Burgoyne and Koops (2021) analyzed the voting in the competition, due to the concern about the effect of the large number of “groupie” votes, defined as voters who gave perfect scores to one song and did not vote for other songs. The reasons behind such votes can be blindly voting by friends of the team or voting once for the track that is most liked. Our track had the most groupies, based on that definition. However, Burgoyne and Koops noted that a corrected model that ignored the groupie votes did not change the rankings of the top-ranked songs.
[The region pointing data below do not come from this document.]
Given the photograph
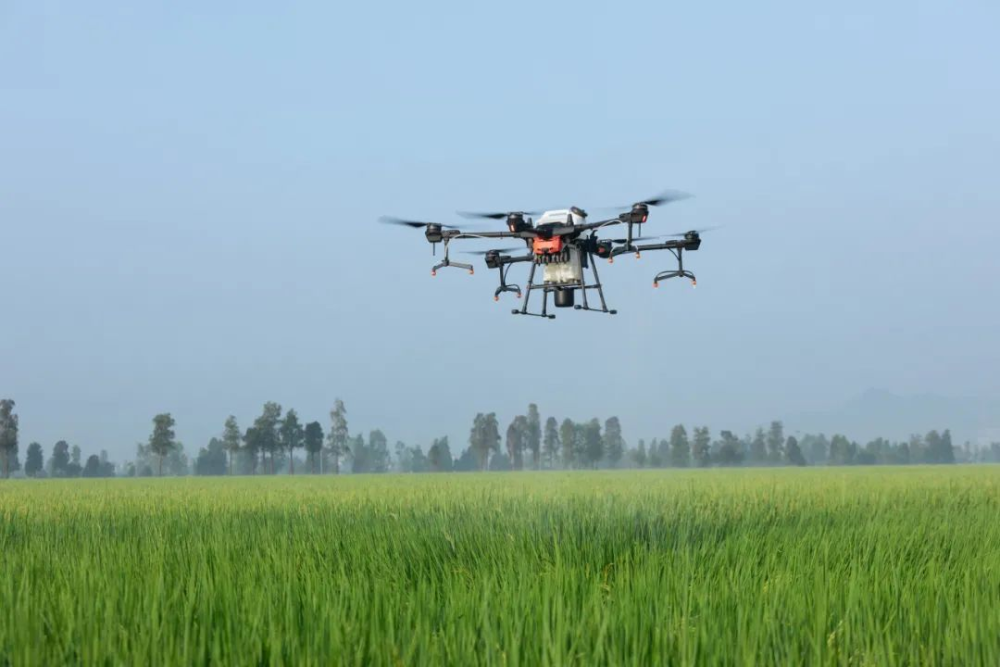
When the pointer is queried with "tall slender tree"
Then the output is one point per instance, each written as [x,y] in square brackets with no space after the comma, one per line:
[701,449]
[776,442]
[516,437]
[793,452]
[550,445]
[592,444]
[291,435]
[680,448]
[8,434]
[313,442]
[266,428]
[231,440]
[338,435]
[614,444]
[161,440]
[567,442]
[758,447]
[533,436]
[59,461]
[35,460]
Comparison with Other Entries
Huang et al. (2020) analyzed the approach taken by, and attitude of, each competition entrant. In the broad sense, none of the choices made by our team were unique, in that other entrants made similar choices. As with other teams that included professional musicians, a large proportion of our song components were human content. The most distinctive aspects of our approach were the use of stress-based matching of melody and lyrics and the use of DDSP to create a new instrument.
The marriage of lyrics and melody was handled differently by Team KTH/KMH+Doremir in that their system attempted to generate both components simultaneously, with each note leading to a duration prediction, which in turn would predict a text syllable (Bolcato 2020). As documented by Huang et al. (2020), the Doremir entry was one of only three, including ours, that did not manually align lyrics and melody. The third team conditioned their melody generation on lyrics.
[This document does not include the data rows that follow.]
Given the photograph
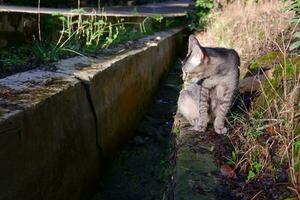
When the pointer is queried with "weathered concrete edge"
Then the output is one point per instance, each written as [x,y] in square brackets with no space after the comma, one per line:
[195,176]
[48,148]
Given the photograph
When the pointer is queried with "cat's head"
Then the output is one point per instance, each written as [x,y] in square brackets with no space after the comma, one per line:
[196,59]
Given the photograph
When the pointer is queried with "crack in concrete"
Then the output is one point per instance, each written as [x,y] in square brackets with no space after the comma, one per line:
[87,86]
Our process differed from the Algomus team, who had a more structured approach to creating their song. This consisted of the application of models to structure, harmony, and melody; from these, the team created subsequent short lists, and the final selection was decided by rolling dice, albeit with some aesthetic modifications as required (Micchi et al. 2021). Their initial lyrics were based on bigram frequencies in the Eurovision lyrics dataset, similar to the text-selection process of the algorithmic choral composition “World Cloud” (Uitdenbogerd 2019). However, the Algomus team then used the verses constructed from the bigrams as a seed for GPT-2 to create the rest of the lyrics, which then received minor tweaking. Sung melodies were composed by humans, but the instrumental hook was based on a model.
Another apparent difference found by Huang and coworkers was in attitude. Our team expressed exhilaration, as opposed to finding the process “painstaking, or similar to a difficult puzzle” (Team 1, as quoted in the study by Huang and colleagues). It is hard to say whether this was due to reducing tedium by automating the lyric-melody matching, our team's excitement in anticipating quirky output “gold,” our delight in exploring the generated material, or a combination of factors.
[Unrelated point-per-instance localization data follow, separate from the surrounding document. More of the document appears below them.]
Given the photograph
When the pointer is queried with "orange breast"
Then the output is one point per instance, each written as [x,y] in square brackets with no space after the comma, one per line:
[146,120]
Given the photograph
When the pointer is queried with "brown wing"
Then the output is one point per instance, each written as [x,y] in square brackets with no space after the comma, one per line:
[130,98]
Iteration and Changes in Direction
Due to the short timeframe, both pragmatic and aspirational decisions were made. Where some outputs did not match our vision, either algorithms were modified or techniques discarded. Evaluation during this process involved listening to and reading sample outputs, which led to more preprocessing of training data so that better quality output would be produced. The following changes occurred during development:
The key of input data to the melody SampleRNN was normalized to C major (or A minor), after initial dissatisfaction with the generated melodies.
Melody-lyric matching first used local alignment of word and melody stress pattern strings. This led, however, to substring matches that were considered too short. So global alignment was used instead, to ensure there would be enough notes for lyric allocation.
Some generated melodies were not in a comfortable singing range, so automatic transposition based on average pitch was implemented.
Early runs of the melody-lyric snippet generation did not split words into syllables, despite matching being based on syllables. This created some interesting effects that were retained for the final song.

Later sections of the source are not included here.